ROMULUS (WWJ) - It’s something residents near at Detroit Metro Airport have been waiting and hoping for – a little more peace and quiet.
Airport officials on Tuesday cut the ribbon to a run-up enclosure where jetliners can test their engines following repairs and have the resulting noise absorbed by the three-sided, open-air enclosure.
Romulus Mayor Alan Lambert said they’d get over 700 complaints a year about airport noise that they couldn’t do anything about.
“You know four or five o’clock in the morning is what they usually do this stuff and it’s just terribly loud. You want to sleep with your windows open it’s for sure going to wake you up – and it did,” said Lambert. “But now it’s going to cut it down to the amount where, I think, windows open; maybe hear a little something. Windows closed; you shouldn’t hear anything at all.”

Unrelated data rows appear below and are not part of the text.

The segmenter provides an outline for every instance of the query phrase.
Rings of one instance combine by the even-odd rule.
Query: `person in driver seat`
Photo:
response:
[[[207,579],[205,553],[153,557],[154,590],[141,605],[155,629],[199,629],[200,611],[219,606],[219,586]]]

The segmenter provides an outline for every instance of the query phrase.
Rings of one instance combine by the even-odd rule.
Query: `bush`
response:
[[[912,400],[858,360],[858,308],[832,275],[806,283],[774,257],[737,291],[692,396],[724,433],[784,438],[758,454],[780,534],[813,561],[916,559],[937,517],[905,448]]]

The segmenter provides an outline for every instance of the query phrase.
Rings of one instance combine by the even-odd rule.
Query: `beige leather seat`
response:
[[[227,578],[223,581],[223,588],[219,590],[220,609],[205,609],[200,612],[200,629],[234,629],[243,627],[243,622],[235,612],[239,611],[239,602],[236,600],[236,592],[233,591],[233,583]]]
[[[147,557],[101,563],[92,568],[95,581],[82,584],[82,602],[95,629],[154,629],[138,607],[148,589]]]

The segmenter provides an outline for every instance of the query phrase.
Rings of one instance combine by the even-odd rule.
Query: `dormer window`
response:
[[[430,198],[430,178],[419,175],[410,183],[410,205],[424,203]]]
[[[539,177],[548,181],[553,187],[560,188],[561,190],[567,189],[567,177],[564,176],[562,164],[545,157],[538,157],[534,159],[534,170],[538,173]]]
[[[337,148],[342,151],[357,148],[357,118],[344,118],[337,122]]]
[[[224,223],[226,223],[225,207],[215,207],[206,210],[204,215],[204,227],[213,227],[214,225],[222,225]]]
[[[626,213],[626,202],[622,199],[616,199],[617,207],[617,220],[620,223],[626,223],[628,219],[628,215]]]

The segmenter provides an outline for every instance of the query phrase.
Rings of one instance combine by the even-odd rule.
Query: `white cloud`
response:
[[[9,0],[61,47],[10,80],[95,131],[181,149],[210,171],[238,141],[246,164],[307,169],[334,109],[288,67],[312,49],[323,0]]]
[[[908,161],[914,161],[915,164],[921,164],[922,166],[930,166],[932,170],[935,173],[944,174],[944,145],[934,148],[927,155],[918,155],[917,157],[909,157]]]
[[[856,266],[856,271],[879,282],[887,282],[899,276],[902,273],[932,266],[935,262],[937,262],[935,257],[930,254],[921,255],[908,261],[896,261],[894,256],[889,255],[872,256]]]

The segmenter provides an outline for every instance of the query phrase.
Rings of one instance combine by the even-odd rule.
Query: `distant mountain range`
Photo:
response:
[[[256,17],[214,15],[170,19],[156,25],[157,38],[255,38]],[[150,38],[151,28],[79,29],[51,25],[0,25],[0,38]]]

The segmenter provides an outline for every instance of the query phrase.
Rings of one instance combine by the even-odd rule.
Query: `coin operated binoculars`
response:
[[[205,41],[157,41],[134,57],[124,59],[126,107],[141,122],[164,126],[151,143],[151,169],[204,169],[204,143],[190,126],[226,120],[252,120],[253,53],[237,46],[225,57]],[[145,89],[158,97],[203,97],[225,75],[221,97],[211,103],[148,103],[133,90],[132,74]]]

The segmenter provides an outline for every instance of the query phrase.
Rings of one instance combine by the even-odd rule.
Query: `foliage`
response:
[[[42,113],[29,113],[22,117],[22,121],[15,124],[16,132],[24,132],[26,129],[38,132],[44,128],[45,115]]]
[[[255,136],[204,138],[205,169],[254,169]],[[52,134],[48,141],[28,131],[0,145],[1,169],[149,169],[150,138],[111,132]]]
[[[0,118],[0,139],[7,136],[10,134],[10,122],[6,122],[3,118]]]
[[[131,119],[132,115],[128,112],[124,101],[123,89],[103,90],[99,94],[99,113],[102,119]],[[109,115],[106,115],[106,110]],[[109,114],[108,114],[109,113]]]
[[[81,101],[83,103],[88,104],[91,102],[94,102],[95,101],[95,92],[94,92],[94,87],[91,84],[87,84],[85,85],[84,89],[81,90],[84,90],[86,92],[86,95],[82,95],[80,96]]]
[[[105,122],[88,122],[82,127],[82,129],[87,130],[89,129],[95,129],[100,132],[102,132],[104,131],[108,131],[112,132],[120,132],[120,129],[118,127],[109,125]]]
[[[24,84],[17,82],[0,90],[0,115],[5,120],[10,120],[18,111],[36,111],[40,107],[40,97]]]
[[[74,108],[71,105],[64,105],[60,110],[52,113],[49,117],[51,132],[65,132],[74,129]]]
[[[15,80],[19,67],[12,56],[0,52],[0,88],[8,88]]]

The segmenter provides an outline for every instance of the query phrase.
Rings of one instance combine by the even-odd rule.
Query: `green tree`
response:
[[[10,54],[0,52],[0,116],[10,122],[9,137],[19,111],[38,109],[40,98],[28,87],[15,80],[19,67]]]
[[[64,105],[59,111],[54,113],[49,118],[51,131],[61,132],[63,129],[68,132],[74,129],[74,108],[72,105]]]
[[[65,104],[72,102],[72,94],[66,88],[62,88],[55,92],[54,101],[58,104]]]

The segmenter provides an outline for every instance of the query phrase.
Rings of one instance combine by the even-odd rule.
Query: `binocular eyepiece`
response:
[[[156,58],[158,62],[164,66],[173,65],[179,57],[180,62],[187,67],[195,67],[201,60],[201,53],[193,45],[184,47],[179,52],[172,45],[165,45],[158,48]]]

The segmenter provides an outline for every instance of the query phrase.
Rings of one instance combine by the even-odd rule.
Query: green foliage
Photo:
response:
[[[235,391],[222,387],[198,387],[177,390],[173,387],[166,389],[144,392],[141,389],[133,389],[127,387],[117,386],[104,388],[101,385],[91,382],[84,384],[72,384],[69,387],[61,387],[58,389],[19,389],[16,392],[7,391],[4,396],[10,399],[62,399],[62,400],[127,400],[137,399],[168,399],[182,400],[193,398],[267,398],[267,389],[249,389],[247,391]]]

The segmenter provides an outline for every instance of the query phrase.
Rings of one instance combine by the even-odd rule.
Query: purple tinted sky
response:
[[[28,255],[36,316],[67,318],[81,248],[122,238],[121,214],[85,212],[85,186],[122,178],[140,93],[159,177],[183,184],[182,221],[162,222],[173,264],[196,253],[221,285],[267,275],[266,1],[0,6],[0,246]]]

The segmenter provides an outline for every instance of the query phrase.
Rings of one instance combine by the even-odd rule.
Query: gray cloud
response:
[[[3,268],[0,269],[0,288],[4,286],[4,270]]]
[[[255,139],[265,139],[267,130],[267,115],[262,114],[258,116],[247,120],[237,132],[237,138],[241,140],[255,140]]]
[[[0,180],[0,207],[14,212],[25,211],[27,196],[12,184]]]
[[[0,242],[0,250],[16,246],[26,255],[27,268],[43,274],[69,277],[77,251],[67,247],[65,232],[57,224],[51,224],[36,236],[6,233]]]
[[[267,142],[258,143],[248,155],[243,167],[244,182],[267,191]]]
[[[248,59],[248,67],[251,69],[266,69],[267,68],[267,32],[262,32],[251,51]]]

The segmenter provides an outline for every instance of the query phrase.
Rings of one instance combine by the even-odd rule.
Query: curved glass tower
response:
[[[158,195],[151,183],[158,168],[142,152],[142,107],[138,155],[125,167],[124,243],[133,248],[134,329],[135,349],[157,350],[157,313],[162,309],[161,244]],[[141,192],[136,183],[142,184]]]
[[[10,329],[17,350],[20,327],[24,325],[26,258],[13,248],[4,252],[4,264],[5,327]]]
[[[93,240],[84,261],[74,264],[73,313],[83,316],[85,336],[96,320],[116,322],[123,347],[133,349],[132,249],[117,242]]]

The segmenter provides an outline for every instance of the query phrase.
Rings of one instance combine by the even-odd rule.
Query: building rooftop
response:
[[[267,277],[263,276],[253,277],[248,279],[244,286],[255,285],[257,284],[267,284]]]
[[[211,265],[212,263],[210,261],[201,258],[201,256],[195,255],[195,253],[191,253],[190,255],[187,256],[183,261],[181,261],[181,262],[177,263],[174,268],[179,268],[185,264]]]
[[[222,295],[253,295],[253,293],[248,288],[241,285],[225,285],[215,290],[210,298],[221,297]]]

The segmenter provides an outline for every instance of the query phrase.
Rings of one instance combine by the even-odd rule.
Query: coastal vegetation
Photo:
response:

The ground run-up enclosure is a three-sided, open-air acoustically designed structure that absorbs the noise from jet engine testing. Following repairs, these run-ups generate noise the equivalent to take-offs that can last anywhere from a few minutes to an hour.
Before the enclosure, airplanes performed their run-ups in areas near runways that were out in the open.
Don Bergin of Blast deflectors, the company that designed the structure, said residents will appreciate the difference.
“Without a facility like this you would definitely notice a ground run-up in the community,” said Bergin. “With a facility like this, if you notice it at all it’s almost not going to be audible.”
The enclosure deflects the exhaust upward, rather than outward into the surrounding communities.